A reminder that this hub contains five seasons for which you can submit forecasts, starting with 2015/2016 and ending with 2019/2020. Our recommended procedure is to use the first two years as a place to do as much model fitting as you have time for. You could create multiple flavors of ARIMA, or any of the more complex models suggested just above. To do this in a “complete” way, you might create between 10 and 100 different variations of models.
Then, from those models, select the few that you think will do the best in the final three seasons. (We can think of the last three years as our real-time forecast “testing phase”.) This selection process is important, and tricky to think about.
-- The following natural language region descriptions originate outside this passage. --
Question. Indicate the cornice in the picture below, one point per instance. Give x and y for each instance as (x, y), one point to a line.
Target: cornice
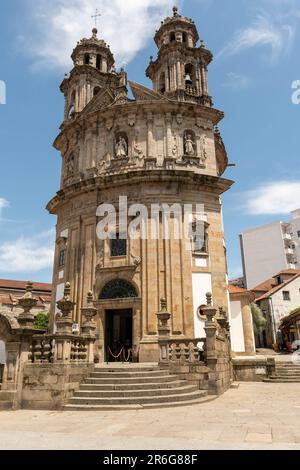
(211, 183)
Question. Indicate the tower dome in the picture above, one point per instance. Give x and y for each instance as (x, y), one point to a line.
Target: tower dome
(93, 68)
(94, 52)
(180, 71)
(177, 28)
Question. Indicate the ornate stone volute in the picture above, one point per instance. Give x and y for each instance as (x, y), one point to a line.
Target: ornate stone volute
(27, 302)
(66, 306)
(89, 312)
(222, 318)
(163, 317)
(210, 330)
(209, 310)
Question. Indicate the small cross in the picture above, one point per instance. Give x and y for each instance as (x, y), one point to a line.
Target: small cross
(96, 16)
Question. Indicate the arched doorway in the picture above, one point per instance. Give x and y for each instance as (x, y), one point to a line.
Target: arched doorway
(2, 359)
(118, 335)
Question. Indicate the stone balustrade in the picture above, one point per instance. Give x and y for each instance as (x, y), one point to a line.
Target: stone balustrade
(186, 350)
(67, 349)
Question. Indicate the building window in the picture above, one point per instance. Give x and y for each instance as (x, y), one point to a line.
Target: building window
(118, 289)
(200, 240)
(118, 247)
(162, 83)
(172, 37)
(286, 295)
(62, 258)
(98, 62)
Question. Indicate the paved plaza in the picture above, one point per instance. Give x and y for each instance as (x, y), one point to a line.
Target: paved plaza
(254, 416)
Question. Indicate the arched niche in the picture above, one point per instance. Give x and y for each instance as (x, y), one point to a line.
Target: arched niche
(118, 289)
(98, 62)
(190, 75)
(162, 83)
(172, 36)
(87, 59)
(96, 90)
(121, 144)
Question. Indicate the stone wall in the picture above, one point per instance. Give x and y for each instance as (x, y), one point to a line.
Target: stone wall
(49, 386)
(254, 369)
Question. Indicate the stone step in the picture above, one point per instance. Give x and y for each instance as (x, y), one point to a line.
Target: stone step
(124, 374)
(126, 368)
(135, 393)
(135, 386)
(174, 404)
(288, 366)
(131, 380)
(138, 400)
(282, 380)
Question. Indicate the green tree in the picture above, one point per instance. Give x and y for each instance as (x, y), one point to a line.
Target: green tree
(41, 321)
(259, 321)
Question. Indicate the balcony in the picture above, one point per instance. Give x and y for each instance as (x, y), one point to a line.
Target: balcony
(287, 236)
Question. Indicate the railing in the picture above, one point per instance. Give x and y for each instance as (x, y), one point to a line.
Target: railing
(61, 349)
(191, 90)
(186, 350)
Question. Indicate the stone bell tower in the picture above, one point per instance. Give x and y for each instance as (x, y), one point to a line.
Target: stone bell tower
(93, 63)
(163, 147)
(180, 71)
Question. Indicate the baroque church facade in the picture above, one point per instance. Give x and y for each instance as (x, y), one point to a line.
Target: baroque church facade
(162, 146)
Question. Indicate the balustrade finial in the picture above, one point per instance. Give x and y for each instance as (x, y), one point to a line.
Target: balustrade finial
(90, 298)
(67, 290)
(209, 298)
(163, 305)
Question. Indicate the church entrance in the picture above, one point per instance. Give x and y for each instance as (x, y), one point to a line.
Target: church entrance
(118, 335)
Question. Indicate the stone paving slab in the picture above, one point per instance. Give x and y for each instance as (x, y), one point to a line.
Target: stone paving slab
(254, 416)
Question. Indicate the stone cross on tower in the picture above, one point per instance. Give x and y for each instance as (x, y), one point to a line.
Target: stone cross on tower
(96, 16)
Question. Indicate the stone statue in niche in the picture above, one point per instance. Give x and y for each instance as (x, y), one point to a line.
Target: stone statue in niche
(104, 163)
(138, 154)
(121, 148)
(70, 165)
(203, 156)
(175, 146)
(189, 145)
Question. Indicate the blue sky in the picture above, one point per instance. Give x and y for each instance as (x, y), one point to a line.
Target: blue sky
(256, 61)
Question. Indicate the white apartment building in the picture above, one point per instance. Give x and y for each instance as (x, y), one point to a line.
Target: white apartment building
(269, 249)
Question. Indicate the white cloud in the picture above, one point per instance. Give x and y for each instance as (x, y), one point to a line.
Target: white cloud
(237, 81)
(58, 25)
(276, 33)
(3, 203)
(278, 197)
(27, 255)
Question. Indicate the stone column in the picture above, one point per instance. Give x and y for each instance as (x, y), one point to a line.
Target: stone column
(163, 317)
(169, 135)
(150, 150)
(66, 306)
(179, 76)
(88, 313)
(167, 77)
(211, 331)
(27, 302)
(248, 327)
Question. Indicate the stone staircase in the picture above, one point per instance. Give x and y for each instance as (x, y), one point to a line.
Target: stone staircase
(285, 373)
(133, 387)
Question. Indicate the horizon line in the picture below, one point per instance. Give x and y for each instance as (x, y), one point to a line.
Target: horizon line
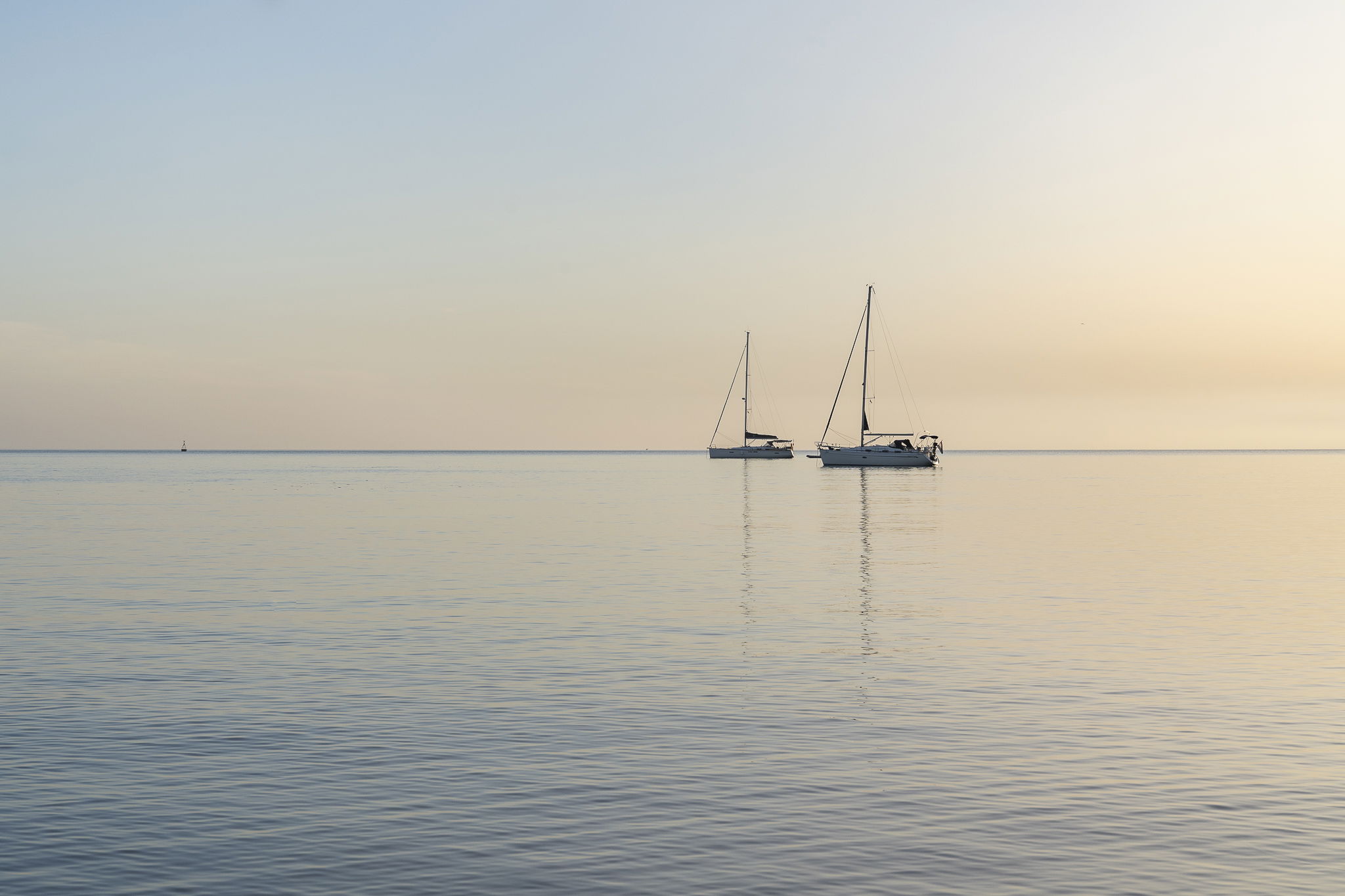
(229, 450)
In general you want to pick models that have performed well in some time-series cross-validation (similar to the analysis we ran above in this session). But, you might also want to prioritize choosing models that are simpler (i.e., have fewer parameters) and therefore are less likely to be “overfit” to the cross-validation phase.
You could also consider splitting the models into a few different classes and picking 1-2 models from each class, e.g. your best ARIMA
model, your best NNETAR
model, your best ensemble, etc…
Once you’ve selected the models, you can generate and submit forecasts for the test phase to your local hub.
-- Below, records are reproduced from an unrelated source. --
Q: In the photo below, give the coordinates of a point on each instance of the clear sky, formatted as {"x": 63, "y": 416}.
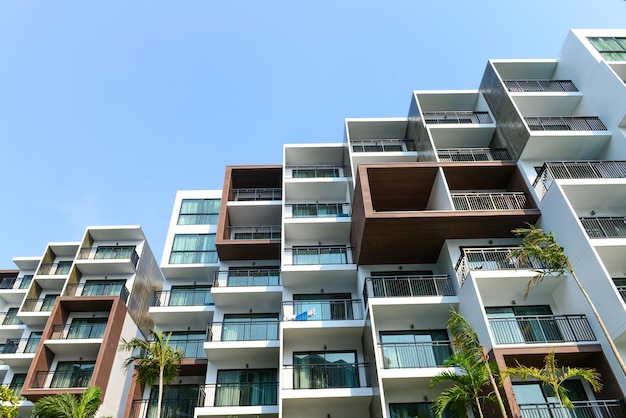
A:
{"x": 108, "y": 107}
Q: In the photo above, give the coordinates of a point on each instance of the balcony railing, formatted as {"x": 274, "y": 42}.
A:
{"x": 271, "y": 232}
{"x": 415, "y": 355}
{"x": 187, "y": 297}
{"x": 383, "y": 145}
{"x": 255, "y": 194}
{"x": 565, "y": 123}
{"x": 317, "y": 210}
{"x": 241, "y": 394}
{"x": 583, "y": 409}
{"x": 327, "y": 376}
{"x": 457, "y": 117}
{"x": 577, "y": 170}
{"x": 495, "y": 258}
{"x": 112, "y": 252}
{"x": 550, "y": 86}
{"x": 99, "y": 289}
{"x": 20, "y": 345}
{"x": 410, "y": 286}
{"x": 490, "y": 201}
{"x": 62, "y": 379}
{"x": 473, "y": 154}
{"x": 78, "y": 331}
{"x": 323, "y": 310}
{"x": 314, "y": 171}
{"x": 246, "y": 278}
{"x": 605, "y": 227}
{"x": 243, "y": 331}
{"x": 318, "y": 255}
{"x": 533, "y": 329}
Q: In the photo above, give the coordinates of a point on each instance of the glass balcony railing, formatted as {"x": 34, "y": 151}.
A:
{"x": 323, "y": 310}
{"x": 243, "y": 331}
{"x": 457, "y": 117}
{"x": 533, "y": 329}
{"x": 187, "y": 297}
{"x": 565, "y": 123}
{"x": 241, "y": 394}
{"x": 605, "y": 227}
{"x": 576, "y": 170}
{"x": 415, "y": 354}
{"x": 490, "y": 201}
{"x": 383, "y": 145}
{"x": 246, "y": 278}
{"x": 255, "y": 194}
{"x": 527, "y": 86}
{"x": 473, "y": 154}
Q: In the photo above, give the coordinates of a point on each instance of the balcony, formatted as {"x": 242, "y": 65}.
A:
{"x": 383, "y": 145}
{"x": 457, "y": 117}
{"x": 604, "y": 227}
{"x": 415, "y": 355}
{"x": 490, "y": 201}
{"x": 255, "y": 194}
{"x": 577, "y": 170}
{"x": 541, "y": 329}
{"x": 607, "y": 408}
{"x": 540, "y": 86}
{"x": 569, "y": 123}
{"x": 473, "y": 154}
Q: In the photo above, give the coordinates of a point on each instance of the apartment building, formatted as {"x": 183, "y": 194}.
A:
{"x": 321, "y": 287}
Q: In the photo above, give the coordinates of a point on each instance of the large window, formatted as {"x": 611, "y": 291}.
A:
{"x": 193, "y": 248}
{"x": 199, "y": 212}
{"x": 611, "y": 48}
Submitting test-phase forecasts to an online hub
If you’ve gotten this far, congratulations!
As a last test of your forecasting prowess, we invite you to submit the forecasts for your test-phase models to our online sismid-ili-forecasting-sandbox
hub.
If you can get through this process, the reward will be seeing your forecasts on the online dashboard for this hub.
Process of submitting to an online hub
The best way to submit to an online hub is via a pull request initiated through GitHub.
Drag and drop
If you’re not that familiar with GitHub and you have forecasts that you’d like to upload, work with an instructor or another participant who does have access to the hub. They will be able to create a subfolder of the model-output directory of the hub for you to upload forecasts to via a Drag and Drop.
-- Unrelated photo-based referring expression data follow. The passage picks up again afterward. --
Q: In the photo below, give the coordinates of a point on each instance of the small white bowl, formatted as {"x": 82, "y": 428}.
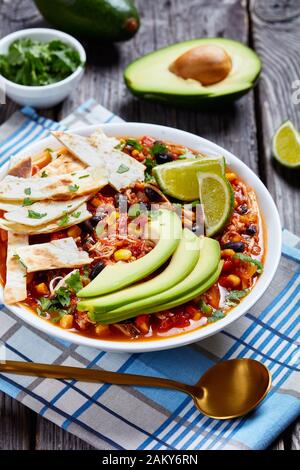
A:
{"x": 47, "y": 95}
{"x": 272, "y": 240}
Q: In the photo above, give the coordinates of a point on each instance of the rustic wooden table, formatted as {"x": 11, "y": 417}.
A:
{"x": 272, "y": 27}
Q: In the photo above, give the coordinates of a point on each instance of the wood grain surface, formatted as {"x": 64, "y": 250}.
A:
{"x": 272, "y": 27}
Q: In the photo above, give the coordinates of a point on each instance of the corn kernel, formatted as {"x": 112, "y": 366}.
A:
{"x": 122, "y": 255}
{"x": 42, "y": 289}
{"x": 74, "y": 231}
{"x": 101, "y": 329}
{"x": 233, "y": 280}
{"x": 227, "y": 253}
{"x": 66, "y": 322}
{"x": 231, "y": 176}
{"x": 96, "y": 202}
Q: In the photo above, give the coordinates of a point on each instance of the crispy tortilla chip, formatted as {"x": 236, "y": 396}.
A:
{"x": 15, "y": 289}
{"x": 21, "y": 168}
{"x": 62, "y": 253}
{"x": 61, "y": 165}
{"x": 59, "y": 187}
{"x": 122, "y": 170}
{"x": 67, "y": 220}
{"x": 45, "y": 212}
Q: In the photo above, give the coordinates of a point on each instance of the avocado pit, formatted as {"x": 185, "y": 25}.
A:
{"x": 208, "y": 64}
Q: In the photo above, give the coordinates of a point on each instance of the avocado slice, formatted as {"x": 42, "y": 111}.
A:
{"x": 112, "y": 20}
{"x": 167, "y": 226}
{"x": 173, "y": 303}
{"x": 182, "y": 263}
{"x": 205, "y": 268}
{"x": 149, "y": 77}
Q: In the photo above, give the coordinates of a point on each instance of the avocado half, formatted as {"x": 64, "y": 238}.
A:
{"x": 149, "y": 77}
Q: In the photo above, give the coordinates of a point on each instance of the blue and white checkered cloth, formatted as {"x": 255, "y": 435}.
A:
{"x": 111, "y": 417}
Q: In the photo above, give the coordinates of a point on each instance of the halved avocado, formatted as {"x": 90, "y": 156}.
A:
{"x": 150, "y": 77}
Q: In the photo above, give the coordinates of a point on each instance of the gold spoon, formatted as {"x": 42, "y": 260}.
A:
{"x": 227, "y": 390}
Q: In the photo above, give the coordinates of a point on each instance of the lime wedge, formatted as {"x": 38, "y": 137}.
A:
{"x": 179, "y": 178}
{"x": 286, "y": 145}
{"x": 217, "y": 199}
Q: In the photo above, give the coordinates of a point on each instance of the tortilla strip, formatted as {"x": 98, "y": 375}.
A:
{"x": 63, "y": 187}
{"x": 52, "y": 210}
{"x": 21, "y": 168}
{"x": 53, "y": 226}
{"x": 15, "y": 288}
{"x": 62, "y": 253}
{"x": 61, "y": 165}
{"x": 122, "y": 170}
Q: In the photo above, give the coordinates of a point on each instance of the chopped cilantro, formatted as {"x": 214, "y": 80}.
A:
{"x": 73, "y": 188}
{"x": 217, "y": 315}
{"x": 158, "y": 147}
{"x": 64, "y": 220}
{"x": 74, "y": 282}
{"x": 248, "y": 259}
{"x": 36, "y": 215}
{"x": 134, "y": 143}
{"x": 122, "y": 168}
{"x": 234, "y": 297}
{"x": 27, "y": 201}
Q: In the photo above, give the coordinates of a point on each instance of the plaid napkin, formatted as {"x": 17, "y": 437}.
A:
{"x": 111, "y": 417}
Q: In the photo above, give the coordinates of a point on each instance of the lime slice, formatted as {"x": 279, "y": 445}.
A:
{"x": 179, "y": 178}
{"x": 286, "y": 145}
{"x": 217, "y": 199}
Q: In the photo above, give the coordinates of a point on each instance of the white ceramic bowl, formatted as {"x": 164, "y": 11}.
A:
{"x": 273, "y": 235}
{"x": 48, "y": 95}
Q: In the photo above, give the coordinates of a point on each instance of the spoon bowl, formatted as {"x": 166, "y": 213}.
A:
{"x": 232, "y": 388}
{"x": 227, "y": 390}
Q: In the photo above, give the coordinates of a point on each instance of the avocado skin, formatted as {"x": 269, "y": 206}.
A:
{"x": 190, "y": 102}
{"x": 111, "y": 20}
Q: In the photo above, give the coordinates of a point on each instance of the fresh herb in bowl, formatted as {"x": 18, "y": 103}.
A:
{"x": 33, "y": 63}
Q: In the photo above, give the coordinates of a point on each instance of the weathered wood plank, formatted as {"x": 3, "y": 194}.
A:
{"x": 275, "y": 27}
{"x": 17, "y": 425}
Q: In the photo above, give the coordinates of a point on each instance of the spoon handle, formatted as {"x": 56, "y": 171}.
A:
{"x": 90, "y": 375}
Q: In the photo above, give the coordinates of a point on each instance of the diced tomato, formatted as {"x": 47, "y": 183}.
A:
{"x": 58, "y": 235}
{"x": 228, "y": 266}
{"x": 142, "y": 322}
{"x": 212, "y": 296}
{"x": 147, "y": 141}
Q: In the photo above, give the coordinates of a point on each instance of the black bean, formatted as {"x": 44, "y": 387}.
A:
{"x": 163, "y": 158}
{"x": 120, "y": 199}
{"x": 243, "y": 209}
{"x": 96, "y": 218}
{"x": 251, "y": 230}
{"x": 97, "y": 269}
{"x": 87, "y": 226}
{"x": 152, "y": 195}
{"x": 238, "y": 247}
You still will need a GitHub account (sign up here if you don’t have one).
Cloning repo, submitting via PR
The following assumes that you have a GitHub account and some basic working knowledge of GitHub interactions and terminology.
Fork the
sismid-ili-forecasting-sandbox
hub so you have a copy of this repository owned by your GitHub user account.Clone your fork of the repo to your laptop (ideally, it should live at the top level within the
sismid
directory with these course materials).Put whatever model-metadata and forecasts you want to submit into the correct locations in the hub.
Commit these changes to your local clone and push those changes to your fork on GitHub.
Open a Pull Request (PR) back to the primary repository with your changes.
Once the PR is open, watch the validations, and inspect/fix any errors that appear.
If your forecasts pass validations, then an instructor will merge them in.